A little known fact is that in every class there is one sad clown. Not the psychotic killer that writers make millions on and mothers scare their children with. Those clowns occur once every three generations or so. However, the sad clown is a necessary thing.

I had to decide before I gave my speech, light or dark, happy or sad. I could take on the mantle of sad clown. If I passed on it, then the honor would fall to the class clown, I know, the irony. If he passed, then someone else would take it up.

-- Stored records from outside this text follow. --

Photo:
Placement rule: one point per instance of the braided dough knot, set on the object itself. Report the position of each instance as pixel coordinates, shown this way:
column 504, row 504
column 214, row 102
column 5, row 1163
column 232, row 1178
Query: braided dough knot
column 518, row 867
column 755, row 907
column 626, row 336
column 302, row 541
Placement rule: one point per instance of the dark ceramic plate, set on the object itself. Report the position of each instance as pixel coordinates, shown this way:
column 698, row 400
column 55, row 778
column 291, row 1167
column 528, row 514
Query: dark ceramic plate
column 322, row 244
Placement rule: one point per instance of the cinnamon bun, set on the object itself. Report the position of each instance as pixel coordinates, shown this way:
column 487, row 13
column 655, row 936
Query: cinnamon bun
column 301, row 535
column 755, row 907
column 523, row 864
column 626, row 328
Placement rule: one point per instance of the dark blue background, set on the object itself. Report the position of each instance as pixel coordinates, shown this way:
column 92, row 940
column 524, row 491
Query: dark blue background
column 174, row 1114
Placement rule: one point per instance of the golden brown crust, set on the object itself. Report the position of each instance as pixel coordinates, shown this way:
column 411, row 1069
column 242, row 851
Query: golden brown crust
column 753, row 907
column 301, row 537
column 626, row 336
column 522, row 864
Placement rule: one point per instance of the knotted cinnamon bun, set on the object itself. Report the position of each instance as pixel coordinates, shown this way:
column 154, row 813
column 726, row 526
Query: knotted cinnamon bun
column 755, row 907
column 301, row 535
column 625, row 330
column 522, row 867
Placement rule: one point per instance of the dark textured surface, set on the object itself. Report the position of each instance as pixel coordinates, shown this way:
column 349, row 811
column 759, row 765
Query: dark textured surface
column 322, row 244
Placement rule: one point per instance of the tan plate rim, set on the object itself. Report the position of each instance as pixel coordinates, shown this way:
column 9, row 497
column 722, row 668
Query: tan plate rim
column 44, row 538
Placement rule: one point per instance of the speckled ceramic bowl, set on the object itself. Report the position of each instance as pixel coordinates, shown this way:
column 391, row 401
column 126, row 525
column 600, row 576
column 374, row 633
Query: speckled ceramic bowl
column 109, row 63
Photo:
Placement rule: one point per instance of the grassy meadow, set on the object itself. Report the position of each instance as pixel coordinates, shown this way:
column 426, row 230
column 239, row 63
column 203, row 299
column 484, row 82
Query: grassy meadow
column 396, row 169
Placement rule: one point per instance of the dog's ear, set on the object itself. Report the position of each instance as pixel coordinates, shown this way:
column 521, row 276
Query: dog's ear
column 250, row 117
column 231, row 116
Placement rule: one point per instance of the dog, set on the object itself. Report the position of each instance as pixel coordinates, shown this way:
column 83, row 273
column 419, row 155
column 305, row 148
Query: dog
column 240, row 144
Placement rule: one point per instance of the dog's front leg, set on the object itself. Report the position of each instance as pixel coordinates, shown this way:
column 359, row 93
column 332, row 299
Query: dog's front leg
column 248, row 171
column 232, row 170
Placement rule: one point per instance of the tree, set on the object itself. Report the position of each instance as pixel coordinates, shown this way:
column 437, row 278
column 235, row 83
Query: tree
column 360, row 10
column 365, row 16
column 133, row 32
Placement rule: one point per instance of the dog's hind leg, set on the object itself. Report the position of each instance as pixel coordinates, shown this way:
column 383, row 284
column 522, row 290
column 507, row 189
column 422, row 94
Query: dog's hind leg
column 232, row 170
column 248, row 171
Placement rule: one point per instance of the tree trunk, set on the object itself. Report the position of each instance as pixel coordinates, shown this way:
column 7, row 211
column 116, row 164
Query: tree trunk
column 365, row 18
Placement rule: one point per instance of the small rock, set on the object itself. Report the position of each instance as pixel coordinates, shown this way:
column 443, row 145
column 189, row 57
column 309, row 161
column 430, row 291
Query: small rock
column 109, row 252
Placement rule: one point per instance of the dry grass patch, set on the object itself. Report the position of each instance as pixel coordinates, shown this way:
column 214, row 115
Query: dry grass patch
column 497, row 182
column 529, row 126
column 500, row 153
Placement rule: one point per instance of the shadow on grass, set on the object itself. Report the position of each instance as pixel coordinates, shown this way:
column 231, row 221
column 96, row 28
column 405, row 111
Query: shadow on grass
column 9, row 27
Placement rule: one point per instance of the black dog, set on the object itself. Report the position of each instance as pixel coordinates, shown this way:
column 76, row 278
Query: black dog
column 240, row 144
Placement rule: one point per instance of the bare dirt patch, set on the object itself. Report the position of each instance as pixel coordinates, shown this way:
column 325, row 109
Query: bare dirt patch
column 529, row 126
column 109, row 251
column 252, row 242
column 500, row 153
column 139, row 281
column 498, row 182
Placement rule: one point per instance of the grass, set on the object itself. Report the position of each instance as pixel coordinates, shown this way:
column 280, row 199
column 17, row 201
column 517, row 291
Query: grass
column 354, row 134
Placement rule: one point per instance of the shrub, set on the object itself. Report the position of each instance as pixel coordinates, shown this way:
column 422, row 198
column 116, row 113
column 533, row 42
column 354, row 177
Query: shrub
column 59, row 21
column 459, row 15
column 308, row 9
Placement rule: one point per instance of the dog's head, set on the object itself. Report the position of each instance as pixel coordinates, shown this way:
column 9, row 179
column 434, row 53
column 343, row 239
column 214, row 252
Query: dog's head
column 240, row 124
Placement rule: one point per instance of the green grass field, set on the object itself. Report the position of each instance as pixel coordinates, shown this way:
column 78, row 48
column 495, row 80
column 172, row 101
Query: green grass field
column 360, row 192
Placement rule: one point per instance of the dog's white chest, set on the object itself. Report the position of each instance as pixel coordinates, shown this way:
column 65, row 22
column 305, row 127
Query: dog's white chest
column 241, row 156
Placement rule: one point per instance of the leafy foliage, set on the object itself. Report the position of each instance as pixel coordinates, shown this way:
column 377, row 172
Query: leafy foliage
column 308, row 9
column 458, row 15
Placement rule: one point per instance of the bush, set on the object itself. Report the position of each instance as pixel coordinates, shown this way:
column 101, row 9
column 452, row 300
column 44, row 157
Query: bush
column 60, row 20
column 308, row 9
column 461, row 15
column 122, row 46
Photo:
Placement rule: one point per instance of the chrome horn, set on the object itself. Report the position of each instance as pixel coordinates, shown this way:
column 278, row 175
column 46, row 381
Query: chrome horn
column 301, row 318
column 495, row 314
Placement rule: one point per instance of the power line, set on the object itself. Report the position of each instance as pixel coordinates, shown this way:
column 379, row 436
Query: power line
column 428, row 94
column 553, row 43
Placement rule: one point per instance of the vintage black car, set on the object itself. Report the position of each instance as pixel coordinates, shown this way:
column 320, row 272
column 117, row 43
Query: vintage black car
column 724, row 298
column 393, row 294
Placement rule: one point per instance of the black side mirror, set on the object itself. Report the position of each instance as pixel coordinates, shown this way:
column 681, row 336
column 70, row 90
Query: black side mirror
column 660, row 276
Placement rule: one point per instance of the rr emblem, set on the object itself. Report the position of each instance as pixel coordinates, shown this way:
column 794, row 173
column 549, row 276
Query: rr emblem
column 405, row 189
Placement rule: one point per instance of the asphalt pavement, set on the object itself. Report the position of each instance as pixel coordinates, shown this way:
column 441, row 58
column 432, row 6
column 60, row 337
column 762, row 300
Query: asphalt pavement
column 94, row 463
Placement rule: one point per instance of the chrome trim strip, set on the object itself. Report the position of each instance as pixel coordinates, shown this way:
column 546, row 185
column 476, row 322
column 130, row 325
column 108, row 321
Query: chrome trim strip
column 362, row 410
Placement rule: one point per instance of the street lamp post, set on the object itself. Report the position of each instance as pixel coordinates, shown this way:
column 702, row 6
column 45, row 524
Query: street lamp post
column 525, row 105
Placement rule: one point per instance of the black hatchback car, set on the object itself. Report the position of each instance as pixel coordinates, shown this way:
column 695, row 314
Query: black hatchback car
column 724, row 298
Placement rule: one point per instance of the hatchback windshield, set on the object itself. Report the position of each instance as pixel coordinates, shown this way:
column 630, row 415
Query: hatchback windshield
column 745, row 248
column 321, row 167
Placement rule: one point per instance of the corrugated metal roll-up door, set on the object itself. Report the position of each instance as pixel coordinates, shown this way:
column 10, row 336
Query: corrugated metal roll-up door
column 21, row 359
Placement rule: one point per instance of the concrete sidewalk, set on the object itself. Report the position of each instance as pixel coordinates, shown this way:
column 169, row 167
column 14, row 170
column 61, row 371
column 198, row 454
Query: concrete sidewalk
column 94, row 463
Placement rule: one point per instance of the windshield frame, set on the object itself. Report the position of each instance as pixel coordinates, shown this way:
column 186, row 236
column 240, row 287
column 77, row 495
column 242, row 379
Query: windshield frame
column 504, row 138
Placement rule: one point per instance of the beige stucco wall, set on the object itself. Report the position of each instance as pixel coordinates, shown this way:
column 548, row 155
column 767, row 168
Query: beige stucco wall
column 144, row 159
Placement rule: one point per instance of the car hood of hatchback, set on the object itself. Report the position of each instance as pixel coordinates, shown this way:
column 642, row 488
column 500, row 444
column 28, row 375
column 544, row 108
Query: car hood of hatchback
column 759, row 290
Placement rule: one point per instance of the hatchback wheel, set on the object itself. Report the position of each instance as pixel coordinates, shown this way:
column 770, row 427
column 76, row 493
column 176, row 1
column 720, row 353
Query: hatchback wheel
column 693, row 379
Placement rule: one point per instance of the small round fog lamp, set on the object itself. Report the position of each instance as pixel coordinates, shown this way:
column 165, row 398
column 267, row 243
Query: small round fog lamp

Someone would wear the frown though.

I had two speeches prepared, and even on the day of graduation I wasn't sure which one I was going to deliver. I put on all the makeup except the bit around my mouth. I looked at my lips and I thought.

No longer did my brothers climb out of the car, amazing the world with simple magic. No, instead we led malnourished elephants around big tops with almost nobody in them. We did not even try.

Once we were the servants of the dream-makers. We did our jobs for no reason more than making children laugh. Every tinkling of those voices birthed one of the fae. We rejoiced in that. Now though? Now we bent balloons for children absorbed in their iPhones, children who no longer believed in magic. We did this for the price of a can of tuna. I hated what we had become.

I hated them for accepting it.

I hated me for accepting it.

I donned the downward slanting makeup and I took the stage. I looked at them in shame and rage. I took my horn in my right hand and held my breath. The horn issued one sad, condemning honk, expressing my disappointment.


My classmates felt shame and wept their face free of their smiling disguises.